But you. You took a job as a standardized-test grader. You drove seven hours to Indiana every other week for a year. You churned out mostly garbage for the second half of your MFA. You cried in front of many people. You missed readings, parties, the supermoon. You tried to tell your story to people who didn’t know how to listen. You made a fool of yourself, in more ways than one. I thought you died, but writing this, I’m not sure you did.
From the street, here is the house. There is a front door, but you never go in the front door.
Once, Adam wrote a story about you and later, a song, when you went away to college. You did not know what to do with Adam’s love, the steady and undemanding affection of it.
You were suspicious of their feelings because you had no reason to love yourself—not your body, not your mind. You rejected so much gentleness. What were you looking for?
How do you get someone you want to want you? Why did no one love you?
He broke up with you because he didn’t love you, which is a very good reason to break up with somebody, even though at the time you wanted to die.
The bedroom: don’t go in there.
One of the questions that has haunted you: Would knowing have made you dumber or smarter? If, one day, a milky portal had opened up in your bedroom and an older version of yourself had stepped out and told you what you know now, would you have listened? You like to think so, but you’d probably be lying; you didn’t listen to any of your smarter, wiser friends when they confessed they were worried about you, so why on earth would you listen to a version of yourself who wrecked her way out of a time orifice like a newborn?
You wondered, when she came along, if this was what most people got to experience in their lives: a straight line from want to satisfaction; desire manifested and satisfied in reasonable succession. This had never been the case before; it had always been fraught. How many times had you said, “If I just looked a little different, I’d be drowning in love”? Now you got to drown without needing to change a single cell. Lucky you.
Sometimes your tongue is removed, sometimes you still it of your own accord.
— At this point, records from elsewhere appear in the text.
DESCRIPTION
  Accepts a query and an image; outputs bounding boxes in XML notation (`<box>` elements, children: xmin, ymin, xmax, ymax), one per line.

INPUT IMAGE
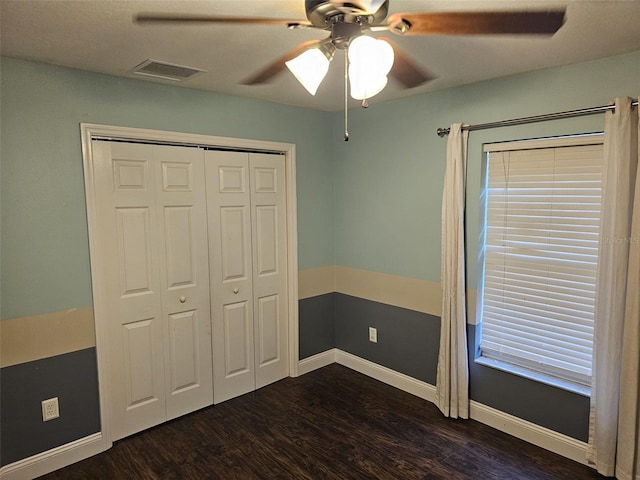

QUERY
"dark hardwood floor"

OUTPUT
<box><xmin>41</xmin><ymin>364</ymin><xmax>605</xmax><ymax>480</ymax></box>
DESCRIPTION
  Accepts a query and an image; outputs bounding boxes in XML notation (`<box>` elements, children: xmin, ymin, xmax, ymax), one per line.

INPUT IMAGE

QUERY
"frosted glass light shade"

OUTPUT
<box><xmin>349</xmin><ymin>67</ymin><xmax>388</xmax><ymax>100</ymax></box>
<box><xmin>348</xmin><ymin>35</ymin><xmax>393</xmax><ymax>100</ymax></box>
<box><xmin>285</xmin><ymin>48</ymin><xmax>330</xmax><ymax>95</ymax></box>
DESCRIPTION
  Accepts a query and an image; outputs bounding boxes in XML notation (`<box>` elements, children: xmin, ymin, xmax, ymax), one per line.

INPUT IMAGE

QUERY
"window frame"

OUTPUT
<box><xmin>474</xmin><ymin>132</ymin><xmax>604</xmax><ymax>396</ymax></box>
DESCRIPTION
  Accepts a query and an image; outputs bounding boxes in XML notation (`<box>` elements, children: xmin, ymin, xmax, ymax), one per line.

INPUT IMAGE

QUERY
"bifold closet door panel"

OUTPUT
<box><xmin>205</xmin><ymin>151</ymin><xmax>255</xmax><ymax>403</ymax></box>
<box><xmin>249</xmin><ymin>153</ymin><xmax>289</xmax><ymax>388</ymax></box>
<box><xmin>153</xmin><ymin>146</ymin><xmax>213</xmax><ymax>419</ymax></box>
<box><xmin>92</xmin><ymin>141</ymin><xmax>213</xmax><ymax>440</ymax></box>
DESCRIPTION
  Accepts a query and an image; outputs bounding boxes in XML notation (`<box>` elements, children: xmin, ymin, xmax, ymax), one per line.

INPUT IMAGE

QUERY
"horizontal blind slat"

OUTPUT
<box><xmin>480</xmin><ymin>145</ymin><xmax>602</xmax><ymax>381</ymax></box>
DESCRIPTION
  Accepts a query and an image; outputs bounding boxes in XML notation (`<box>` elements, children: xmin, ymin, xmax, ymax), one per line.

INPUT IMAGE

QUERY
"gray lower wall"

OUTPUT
<box><xmin>335</xmin><ymin>293</ymin><xmax>440</xmax><ymax>385</ymax></box>
<box><xmin>298</xmin><ymin>293</ymin><xmax>336</xmax><ymax>360</ymax></box>
<box><xmin>467</xmin><ymin>325</ymin><xmax>590</xmax><ymax>442</ymax></box>
<box><xmin>0</xmin><ymin>293</ymin><xmax>589</xmax><ymax>466</ymax></box>
<box><xmin>0</xmin><ymin>348</ymin><xmax>100</xmax><ymax>465</ymax></box>
<box><xmin>300</xmin><ymin>293</ymin><xmax>589</xmax><ymax>442</ymax></box>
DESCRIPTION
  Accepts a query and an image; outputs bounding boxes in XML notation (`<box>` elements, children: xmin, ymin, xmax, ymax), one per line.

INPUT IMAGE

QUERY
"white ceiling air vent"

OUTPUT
<box><xmin>129</xmin><ymin>59</ymin><xmax>206</xmax><ymax>82</ymax></box>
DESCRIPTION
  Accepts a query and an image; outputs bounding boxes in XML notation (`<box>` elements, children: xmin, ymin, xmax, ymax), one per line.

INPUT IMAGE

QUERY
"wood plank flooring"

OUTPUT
<box><xmin>41</xmin><ymin>364</ymin><xmax>605</xmax><ymax>480</ymax></box>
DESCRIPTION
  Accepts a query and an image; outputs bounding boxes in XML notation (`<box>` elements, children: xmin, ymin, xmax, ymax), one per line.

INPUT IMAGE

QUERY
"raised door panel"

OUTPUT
<box><xmin>249</xmin><ymin>153</ymin><xmax>289</xmax><ymax>388</ymax></box>
<box><xmin>153</xmin><ymin>146</ymin><xmax>213</xmax><ymax>419</ymax></box>
<box><xmin>92</xmin><ymin>141</ymin><xmax>166</xmax><ymax>440</ymax></box>
<box><xmin>205</xmin><ymin>151</ymin><xmax>255</xmax><ymax>403</ymax></box>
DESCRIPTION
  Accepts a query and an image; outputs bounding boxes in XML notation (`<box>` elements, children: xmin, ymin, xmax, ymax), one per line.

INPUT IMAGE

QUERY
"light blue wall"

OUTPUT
<box><xmin>333</xmin><ymin>51</ymin><xmax>640</xmax><ymax>287</ymax></box>
<box><xmin>0</xmin><ymin>58</ymin><xmax>333</xmax><ymax>319</ymax></box>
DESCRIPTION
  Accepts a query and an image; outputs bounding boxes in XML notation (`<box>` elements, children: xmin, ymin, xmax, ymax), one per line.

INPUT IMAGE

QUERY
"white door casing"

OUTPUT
<box><xmin>80</xmin><ymin>124</ymin><xmax>299</xmax><ymax>450</ymax></box>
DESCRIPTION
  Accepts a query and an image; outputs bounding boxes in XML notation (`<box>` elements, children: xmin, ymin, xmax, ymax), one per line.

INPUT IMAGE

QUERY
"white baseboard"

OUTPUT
<box><xmin>0</xmin><ymin>432</ymin><xmax>111</xmax><ymax>480</ymax></box>
<box><xmin>301</xmin><ymin>349</ymin><xmax>587</xmax><ymax>464</ymax></box>
<box><xmin>336</xmin><ymin>350</ymin><xmax>436</xmax><ymax>403</ymax></box>
<box><xmin>469</xmin><ymin>400</ymin><xmax>587</xmax><ymax>465</ymax></box>
<box><xmin>298</xmin><ymin>348</ymin><xmax>336</xmax><ymax>375</ymax></box>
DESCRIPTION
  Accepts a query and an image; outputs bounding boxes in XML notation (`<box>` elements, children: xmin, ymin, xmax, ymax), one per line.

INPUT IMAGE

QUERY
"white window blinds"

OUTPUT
<box><xmin>480</xmin><ymin>139</ymin><xmax>602</xmax><ymax>385</ymax></box>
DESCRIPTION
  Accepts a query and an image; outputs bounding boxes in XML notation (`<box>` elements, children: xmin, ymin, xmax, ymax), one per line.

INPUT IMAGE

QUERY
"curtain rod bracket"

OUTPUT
<box><xmin>436</xmin><ymin>100</ymin><xmax>638</xmax><ymax>137</ymax></box>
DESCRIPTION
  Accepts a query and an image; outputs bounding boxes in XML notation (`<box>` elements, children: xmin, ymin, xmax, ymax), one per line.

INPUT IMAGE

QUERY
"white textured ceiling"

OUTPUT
<box><xmin>0</xmin><ymin>0</ymin><xmax>640</xmax><ymax>111</ymax></box>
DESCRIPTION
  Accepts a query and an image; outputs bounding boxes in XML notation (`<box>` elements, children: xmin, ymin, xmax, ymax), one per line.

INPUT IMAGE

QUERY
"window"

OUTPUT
<box><xmin>479</xmin><ymin>135</ymin><xmax>602</xmax><ymax>391</ymax></box>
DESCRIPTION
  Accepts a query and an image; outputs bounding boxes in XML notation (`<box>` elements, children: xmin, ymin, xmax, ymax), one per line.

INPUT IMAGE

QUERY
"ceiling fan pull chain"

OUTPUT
<box><xmin>344</xmin><ymin>47</ymin><xmax>349</xmax><ymax>142</ymax></box>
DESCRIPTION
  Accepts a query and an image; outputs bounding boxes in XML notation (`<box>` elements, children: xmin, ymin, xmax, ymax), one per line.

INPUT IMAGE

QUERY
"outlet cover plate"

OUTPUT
<box><xmin>369</xmin><ymin>327</ymin><xmax>378</xmax><ymax>343</ymax></box>
<box><xmin>42</xmin><ymin>397</ymin><xmax>60</xmax><ymax>422</ymax></box>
Sometimes you live, sometimes you die. Sometimes you have a name, sometimes you are named for what—not who—you are. The story always looks a little different, depending on who is telling it. There is a Quichua riddle: El que me nombra, me rompe. Whatever names me, breaks me. The solution, of course, is “silence.” But the truth is, anyone who knows your name can break you in two.8
And though everything has been on the up-and-up, you feel a weird stab of guilt. This is how emotions work, right? They get tangled and complicated? They take on their own life? Trying to control them is like trying to control a wild animal: no matter how much you think you’ve taught them, they’re willful. They have minds of their own. That’s the beauty of wildness.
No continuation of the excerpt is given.